No se perdió nada de lo que habían tomado, ni chico ni grande, ni hijos ni hijas, ni del botín, ni cosa alguna de cuanto habían quitado; todo lo recobró David.

20

Tomó también todas las ovejas y vacas, que fueron conducidas delante de él, y dijeron: «Este es el botín de David.»

21

Llegó David a los doscientos hombres que se habían quedado por falta de fuerzas para seguir a David, y que habían dejado junto al torrente de Besor. Ellos salieron al encuentro de David y del pueblo que con él venía; David se acercó al pueblo y lo saludó.

22

Entonces todos los hombres malvados y perversos entre los que habían ido con David dijeron: «Puesto que no han venido con nosotros, no les daremos nada del botín que hemos recobrado; a cada cual su mujer y sus hijos, que se los lleven y se vayan.»

23

Pero David dijo: «No obréis así, hermanos míos, con lo que Yahveh nos ha dado; él nos ha guardado y ha entregado en nuestra mano la banda que vino contra nosotros.

24

¿Quién os hará caso?

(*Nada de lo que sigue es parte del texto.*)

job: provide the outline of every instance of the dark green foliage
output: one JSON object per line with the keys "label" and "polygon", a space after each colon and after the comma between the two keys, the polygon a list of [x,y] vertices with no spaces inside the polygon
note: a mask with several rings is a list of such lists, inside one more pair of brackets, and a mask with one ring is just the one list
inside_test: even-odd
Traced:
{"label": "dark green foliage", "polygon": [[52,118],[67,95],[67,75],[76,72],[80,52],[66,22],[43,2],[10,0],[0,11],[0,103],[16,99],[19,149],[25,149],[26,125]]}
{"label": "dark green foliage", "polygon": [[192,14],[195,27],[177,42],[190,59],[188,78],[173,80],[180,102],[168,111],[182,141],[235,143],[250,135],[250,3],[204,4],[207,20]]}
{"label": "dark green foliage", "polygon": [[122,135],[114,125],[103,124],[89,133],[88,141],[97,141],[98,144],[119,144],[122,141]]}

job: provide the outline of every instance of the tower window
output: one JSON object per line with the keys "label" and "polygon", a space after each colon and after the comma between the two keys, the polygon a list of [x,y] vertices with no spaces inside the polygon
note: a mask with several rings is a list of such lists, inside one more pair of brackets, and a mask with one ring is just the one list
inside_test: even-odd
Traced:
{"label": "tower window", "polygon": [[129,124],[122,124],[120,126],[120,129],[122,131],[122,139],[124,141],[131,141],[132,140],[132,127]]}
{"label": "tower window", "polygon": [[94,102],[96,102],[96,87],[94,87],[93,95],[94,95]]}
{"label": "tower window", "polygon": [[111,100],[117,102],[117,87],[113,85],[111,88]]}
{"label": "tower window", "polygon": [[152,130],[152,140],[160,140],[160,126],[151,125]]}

Porque la parte del que baja a la batalla será igual a la parte del que se queda con el equipaje; juntos compartirán.»

25

Y desde aquel día en adelante lo estableció como norma y derecho en Israel, hasta hoy.

26

Cuando David llegó a Siclag, envió parte del botín a los ancianos de Judá, sus amigos, diciendo: «Aquí tenéis un presente del botín de los enemigos de Yahveh.»

27

A los de Betel, a los de Ramot del Negueb, a los de Jatir,

28

a los de Aroer, a los de Sifmot, a los de Estemoa,

29

a los de Racal, a los de las ciudades de los jerameelitas, a los de las ciudades de los ceneos,

30

a los de Jorma, a los de Corasán, a los de Atac,

31

a los de Hebrón, y a todos los lugares que David y sus hombres habían frecuentado.